14B-Parameter Model Defies Odds in Translation, Outperforms Claude in Paper and Financial Reports

Author Info

David Kowalski

Developer Tools & Agents Editor

15+ years software engineering; maintainer of internal agent-evaluation playbooks

David tests coding agents, IDE integrations, and terminal workflows the way working teams use them. He documents prompts, environment pins, and regression cases so readers can compare tools fairly. When vendors sponsor access, he discloses it and keeps scoring criteria unchanged.

#Coding Agents #IDE Integrations #Developer Productivity #Tool Comparisons

Full author profile →

It is often said that general-purpose large language models handle translation with ease. However, someone just flipped the table.

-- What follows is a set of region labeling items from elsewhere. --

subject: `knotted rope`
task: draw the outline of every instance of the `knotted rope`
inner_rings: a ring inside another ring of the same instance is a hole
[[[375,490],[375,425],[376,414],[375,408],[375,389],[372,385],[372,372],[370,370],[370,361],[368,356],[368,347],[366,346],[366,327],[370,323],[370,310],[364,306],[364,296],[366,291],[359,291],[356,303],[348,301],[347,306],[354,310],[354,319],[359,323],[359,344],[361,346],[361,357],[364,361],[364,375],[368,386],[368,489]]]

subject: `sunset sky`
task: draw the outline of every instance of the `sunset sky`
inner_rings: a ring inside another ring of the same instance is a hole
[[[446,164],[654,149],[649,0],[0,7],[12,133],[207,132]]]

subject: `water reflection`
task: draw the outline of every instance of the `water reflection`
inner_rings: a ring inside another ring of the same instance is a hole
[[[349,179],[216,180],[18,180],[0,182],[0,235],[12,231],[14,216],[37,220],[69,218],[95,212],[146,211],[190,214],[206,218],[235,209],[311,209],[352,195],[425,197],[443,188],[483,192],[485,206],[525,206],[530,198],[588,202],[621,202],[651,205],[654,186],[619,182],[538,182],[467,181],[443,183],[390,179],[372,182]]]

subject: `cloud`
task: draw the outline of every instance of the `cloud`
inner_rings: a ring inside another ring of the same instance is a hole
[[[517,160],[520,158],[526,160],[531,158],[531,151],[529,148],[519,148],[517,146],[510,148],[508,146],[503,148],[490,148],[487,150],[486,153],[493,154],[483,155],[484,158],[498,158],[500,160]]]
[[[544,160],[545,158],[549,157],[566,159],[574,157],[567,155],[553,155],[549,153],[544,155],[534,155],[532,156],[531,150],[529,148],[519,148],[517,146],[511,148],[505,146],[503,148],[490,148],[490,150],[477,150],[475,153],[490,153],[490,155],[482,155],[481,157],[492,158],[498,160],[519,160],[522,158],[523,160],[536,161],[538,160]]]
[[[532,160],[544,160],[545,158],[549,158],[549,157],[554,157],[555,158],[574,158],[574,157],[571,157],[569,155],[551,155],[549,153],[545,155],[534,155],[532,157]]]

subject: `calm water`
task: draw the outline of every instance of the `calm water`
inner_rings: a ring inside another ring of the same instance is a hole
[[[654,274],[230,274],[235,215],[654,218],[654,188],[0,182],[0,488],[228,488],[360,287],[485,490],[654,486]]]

Ziyou Translation Model 2.0, a 14-billion-parameter model from NetEase Youdao, has achieved first place in industry benchmarks, surpassing a host of mainstream domestic and international general-purpose large language models in translation quality.

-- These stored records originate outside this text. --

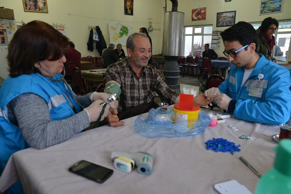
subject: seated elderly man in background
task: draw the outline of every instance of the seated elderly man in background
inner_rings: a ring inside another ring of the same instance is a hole
[[[216,59],[218,55],[213,49],[209,48],[209,44],[206,44],[204,45],[204,48],[205,49],[202,53],[202,57],[203,58],[208,58],[211,60]]]
[[[103,75],[104,92],[118,96],[117,110],[121,113],[118,118],[124,119],[157,108],[154,102],[157,93],[162,102],[179,103],[179,94],[169,87],[158,70],[148,63],[151,47],[146,35],[133,33],[127,39],[126,48],[126,60],[109,65]],[[193,102],[206,106],[211,101],[201,94],[194,97]]]
[[[104,68],[107,68],[109,65],[116,63],[119,58],[114,51],[115,46],[114,44],[111,44],[109,45],[108,48],[103,52],[102,58],[104,60],[103,66]]]
[[[235,64],[218,88],[205,91],[207,99],[239,119],[270,124],[290,117],[290,75],[285,67],[258,54],[258,38],[251,24],[240,22],[221,34],[223,54]]]
[[[283,52],[283,51],[279,51],[277,53],[276,56],[274,56],[274,58],[275,58],[276,60],[278,61],[285,62],[286,59],[285,57],[283,56],[283,55],[284,54],[284,53]]]
[[[115,52],[116,55],[120,58],[125,58],[125,54],[124,53],[124,51],[122,48],[121,44],[118,44],[116,46],[116,48],[114,49],[114,51]]]
[[[0,175],[14,152],[63,142],[107,115],[109,107],[102,116],[100,104],[108,94],[77,96],[61,81],[68,40],[48,24],[34,21],[9,42],[10,74],[0,88]],[[23,193],[20,181],[8,193]]]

This is Ziyou Translation Model 2.0 (hereinafter referred to as Ziyou 2.0). In English-to-Chinese translation, it easily outperforms 12 mainstream general-purpose models, including Claude 3.5 Sonnet. In Chinese-to-English translation, it performs on par with Claude 3.5 Sonnet.

A 14B small model counters the translation track; paper and financial report tests exceed Claude. Don't believe it? Try translating "My fate is determined by me, not by heaven"

△ Display of evaluation results; a lower penalty score indicates better model performance.

Let’s look at a practical example. How do you translate “My fate is determined by me, not by heaven” into English?

Ziyou 2.0:

I’m the master of my destiny.

Claude 3.5 Sonnet:

My fate is in my own hands, not in heaven’s control.
(Alternative translations could be: “I control my destiny, not the heavens” or “My destiny is determined by me, not by fate”)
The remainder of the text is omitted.